To address the unique needs of the clinical laboratory environment, SCIEX has developed the user-friendly Cliquid MD software for instrument control and data processing. This software is also available as an optional paid upgrade for RUO mass spectrometers, but comes standard with all of our IVD mass spec solutions.

AM:
If a Medical Device needs repair or maintenance, what does the service organization provide over non-MD setups?

FF:
Any unscheduled instrument downtime in the clinical lab can lead to delays in reporting out critical results, and potential costs associated with sample send-outs. To get you back up and running as quickly as possible, our Clinical Service plans offer dedicated telephone call back from a qualified Service Engineer, and guaranteed 2 business day onsite response for remedial repairs of the LC-MS/MS system. Repairs to IVD mass spectrometers use only brand new SCIEX parts, to maintain the highest level of system performance.
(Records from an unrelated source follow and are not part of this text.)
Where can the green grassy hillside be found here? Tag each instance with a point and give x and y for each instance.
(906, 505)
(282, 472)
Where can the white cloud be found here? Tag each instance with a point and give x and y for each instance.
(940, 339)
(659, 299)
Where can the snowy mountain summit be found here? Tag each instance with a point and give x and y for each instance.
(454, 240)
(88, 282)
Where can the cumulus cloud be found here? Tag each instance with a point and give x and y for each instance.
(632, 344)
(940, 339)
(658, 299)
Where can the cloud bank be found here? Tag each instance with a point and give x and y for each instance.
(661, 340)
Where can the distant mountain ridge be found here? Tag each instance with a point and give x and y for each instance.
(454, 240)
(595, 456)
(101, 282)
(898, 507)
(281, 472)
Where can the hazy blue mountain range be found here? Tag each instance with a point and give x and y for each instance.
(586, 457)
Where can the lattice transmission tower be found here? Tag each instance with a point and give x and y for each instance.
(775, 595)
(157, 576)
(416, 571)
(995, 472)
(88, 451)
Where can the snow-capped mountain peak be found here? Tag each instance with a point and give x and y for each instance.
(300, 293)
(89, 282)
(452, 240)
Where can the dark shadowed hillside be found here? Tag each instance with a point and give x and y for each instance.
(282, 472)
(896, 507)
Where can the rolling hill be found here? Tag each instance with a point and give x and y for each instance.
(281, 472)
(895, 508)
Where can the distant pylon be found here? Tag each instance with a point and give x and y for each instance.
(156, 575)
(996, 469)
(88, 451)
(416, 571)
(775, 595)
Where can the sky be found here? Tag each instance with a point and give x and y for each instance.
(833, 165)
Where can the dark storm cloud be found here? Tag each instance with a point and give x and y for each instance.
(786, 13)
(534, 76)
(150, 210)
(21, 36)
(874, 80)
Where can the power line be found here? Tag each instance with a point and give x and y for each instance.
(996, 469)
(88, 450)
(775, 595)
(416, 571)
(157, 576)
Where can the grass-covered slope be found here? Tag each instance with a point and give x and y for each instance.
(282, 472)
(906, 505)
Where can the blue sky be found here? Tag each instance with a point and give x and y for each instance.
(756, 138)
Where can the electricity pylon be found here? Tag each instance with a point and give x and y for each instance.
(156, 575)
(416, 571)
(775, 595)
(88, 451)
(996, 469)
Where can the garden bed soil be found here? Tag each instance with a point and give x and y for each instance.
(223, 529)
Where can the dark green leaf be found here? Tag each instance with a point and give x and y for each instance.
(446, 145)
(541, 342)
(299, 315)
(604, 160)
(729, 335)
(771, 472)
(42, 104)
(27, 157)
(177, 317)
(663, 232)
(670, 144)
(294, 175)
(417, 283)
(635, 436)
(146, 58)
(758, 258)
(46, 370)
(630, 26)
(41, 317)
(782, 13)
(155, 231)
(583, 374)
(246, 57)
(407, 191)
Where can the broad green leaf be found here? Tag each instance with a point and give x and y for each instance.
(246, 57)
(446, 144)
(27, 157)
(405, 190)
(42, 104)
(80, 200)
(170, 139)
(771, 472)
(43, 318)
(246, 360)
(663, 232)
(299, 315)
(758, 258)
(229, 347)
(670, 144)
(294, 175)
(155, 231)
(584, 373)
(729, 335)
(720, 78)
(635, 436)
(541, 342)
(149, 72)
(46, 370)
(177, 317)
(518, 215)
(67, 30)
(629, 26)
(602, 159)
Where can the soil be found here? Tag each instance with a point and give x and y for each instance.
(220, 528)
Our trained Service Engineers run through a comprehensive checklist of system performance tests after every service call, to ensure that you are getting the most out of your instrument.

There are a plethora of advantages and benefits when an IVD mass spectrometer is chosen for clinical diagnostic purposes, safeguarding the end-user from all aspects of operational demands to maintain confidence in the entire sample-to-results journey.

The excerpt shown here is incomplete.